On Thursday, December 10th, the Immigration Reform Law Institute (IRLI) filed a friend-of-the-court brief (attached here) with the Board of Immigration Appeals (BIA) on behalf of its client, the Federation for American Immigration Reform (FAIR), that addressed the breadth of the definition of an “aggravated felony” under the Immigration and Nationality Act (INA). Aliens who commit aggregated felonies are subject to immediate removal from the United States.
The BIA specifically requested friend-of-the-court participants address the question of whether in determining if an offense constitutes an aggravated felony under the INA, must false statements be “material” in order to find that the statute “involves deceit.” FAIR advised the BIA to not include materiality as a requirement for convictions that “involve deceit” as the plain language of the INA provision defining an “aggravated felony” includes no such requirement.
The criminal alien who is seeking to avoid deportation in this case argued that materiality is required by the Supreme Court case Kawashima v.

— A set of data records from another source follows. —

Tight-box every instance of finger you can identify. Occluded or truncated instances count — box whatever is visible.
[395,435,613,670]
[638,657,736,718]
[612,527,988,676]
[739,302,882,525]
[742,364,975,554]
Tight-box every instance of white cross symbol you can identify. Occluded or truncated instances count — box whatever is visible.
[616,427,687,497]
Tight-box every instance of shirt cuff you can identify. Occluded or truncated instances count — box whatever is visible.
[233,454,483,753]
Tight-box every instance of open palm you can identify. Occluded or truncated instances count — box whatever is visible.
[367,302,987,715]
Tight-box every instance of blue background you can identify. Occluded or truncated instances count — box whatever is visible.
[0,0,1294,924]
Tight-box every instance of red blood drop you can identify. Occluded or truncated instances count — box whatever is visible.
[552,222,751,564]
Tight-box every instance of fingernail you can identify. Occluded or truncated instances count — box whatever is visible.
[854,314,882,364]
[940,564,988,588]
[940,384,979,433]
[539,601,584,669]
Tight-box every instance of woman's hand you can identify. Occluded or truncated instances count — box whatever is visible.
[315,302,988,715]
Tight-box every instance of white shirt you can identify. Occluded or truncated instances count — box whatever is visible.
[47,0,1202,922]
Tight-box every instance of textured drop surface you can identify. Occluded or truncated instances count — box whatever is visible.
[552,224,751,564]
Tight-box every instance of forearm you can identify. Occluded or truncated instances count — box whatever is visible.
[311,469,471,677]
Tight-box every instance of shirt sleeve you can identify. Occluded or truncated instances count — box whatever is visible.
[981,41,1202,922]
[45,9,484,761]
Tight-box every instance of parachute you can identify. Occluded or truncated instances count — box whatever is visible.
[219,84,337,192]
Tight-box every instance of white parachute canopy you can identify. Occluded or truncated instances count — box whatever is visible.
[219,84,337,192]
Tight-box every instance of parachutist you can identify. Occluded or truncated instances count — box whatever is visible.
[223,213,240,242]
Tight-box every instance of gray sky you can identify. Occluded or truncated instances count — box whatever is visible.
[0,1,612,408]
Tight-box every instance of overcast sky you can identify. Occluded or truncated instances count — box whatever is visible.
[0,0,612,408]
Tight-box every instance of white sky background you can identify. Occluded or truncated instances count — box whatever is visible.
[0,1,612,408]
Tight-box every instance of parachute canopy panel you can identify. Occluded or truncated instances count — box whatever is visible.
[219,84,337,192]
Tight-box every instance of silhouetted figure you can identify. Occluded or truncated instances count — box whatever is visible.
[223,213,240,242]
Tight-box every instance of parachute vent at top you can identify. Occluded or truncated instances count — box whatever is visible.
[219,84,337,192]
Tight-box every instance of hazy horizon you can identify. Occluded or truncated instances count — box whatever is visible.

Holder, but he incorrectly analyzed and applied the precedent. The Supreme Court has never read an implicit materiality requirement into the text of the INA’s aggravated felony provision at issue. Instead, the Supreme Court has required that the language, “involves deceit,” to be interpreted using the traditional categorical approach, which requires a court not to look at the underlying facts of the case, but only to the elements of the underlying criminal statute to determine if a conviction constitutes an aggravated felony. The federal criminal statute under which the alien was convicted did not require materiality. What is more, the Third Circuit, whose precedent binds the BIA in the instant case, has not required materiality in defining an aggravated felony.